Cualquier ciudadano atento a las denuncias de corrupción y designación de personas sin las competencias adecuadas en el Ejecutivo que la prensa difundió durante los 16 meses de gobierno del ahora inquilino del penal de Barbadillo sabía que se estaba produciendo un sostenido asalto a la estructura del Estado y al erario nacional. Pero solo ahora, con los destapes que suponen, por ejemplo, las medidas adoptadas recientemente por el Ministerio Público con respecto a los casos de los ascensos irregulares en las Fuerzas Armadas y la Policía Nacional del Perú (PNP), empezamos a conocer el problema a cabalidad.

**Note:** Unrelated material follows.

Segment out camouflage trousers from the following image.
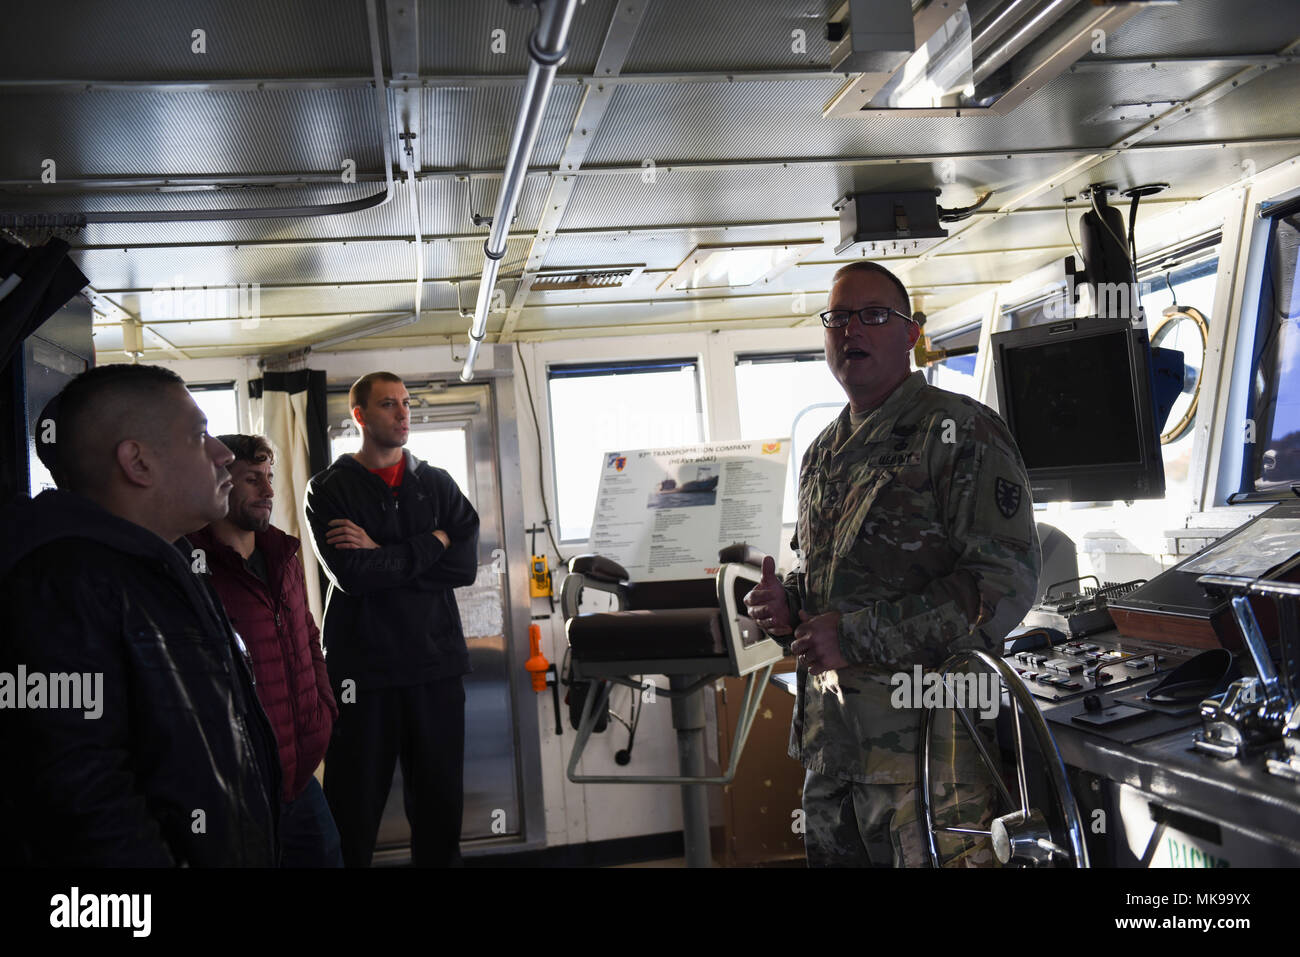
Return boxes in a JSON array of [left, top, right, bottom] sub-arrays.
[[803, 770, 998, 868]]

La fiscalía, en efecto, intervino ayer la casa y la oficina del exministro de Defensa Walter Ayala, y detuvo a seis oficiales de la PNP (otros dos están con orden de captura, pero todavía no han sido ubicados) en el contexto de las mentadas investigaciones, y en la misma fecha nos hemos enterado de la recomendación de la Contraloría General de la República de denunciar penalmente al extitular de la Producción Jorge Prado Palomino por “acto de nepotismo” (de acuerdo con un informe de la entidad, habría tenido injerencia directa en la contratación de un sobrino suyo en la Dirección General de Desarrollo Empresarial de ese ministerio). Asimismo, hemos conocido de la destitución de 312 subprefectos distritales en 23 regiones, vinculados en muchos casos con el azuzamiento de la población que acarreó la semana pasada manifestaciones violentas en buena parte del territorio nacional. Una decisión que viene a redondear la de remover a todos los prefectos del país, adoptada días atrás.
De otro lado, un informe de la Unidad de Investigación de este Diario ha reportado también la preocupante persistencia de ciertos funcionarios nombrados durante la gestión del exmandatario en puestos claves de su administración, como la Casa Militar de Palacio de Gobierno, los ministerios de Energía y Minas o Vivienda, y la Autoridad para la Reconstrucción con Cambios: sectores en los que se manejan significativos presupuestos públicos o que albergan, según la fiscalía, redes de corrupción dirigidas en su momento por el exgobernante.
En suma, un cuadro escandaloso que se va desvelando día a día y que, al parecer, está lejos todavía de mostrar su forma completa. Durante la gestión de Pedro Castillo hubo ciertamente una descomposición dirigida desde las más altas esferas del poder, pero también carta blanca para que en las divisiones inferiores cada uno actuara según su conveniencia. El resultado, como decíamos, es un daño institucional que tardaremos años y hasta lustros en reparar. Pero, como es obvio, mientras más demoremos en iniciar la tarea, más largo será el proceso de recuperación.
No ayuda, desde luego, intentar negar los ribetes lumpenescos o directamente delictivos de lo sucedido entre el 28 de julio del 2021 y el 7 de diciembre de este año, tal y como hacen, por ejemplo, quienes pretenden disfrazar el golpe de Estado ocurrido ese día mediante teorías abstrusas sobre conspiraciones internacionales o voluntades aviesas, pero no consumadas. Esas voces, no nos distraigamos, son cómplices del asalto al que antes hacíamos referencia.
Lo que hemos vivido ha sido una de las peores pesadillas posibles. Es decir, una que se volvió realidad. Y lo que corresponde ahora es desmontarla con prisa y sin pausa. Ojalá el gobierno de Dina Boluarte lo tenga claro.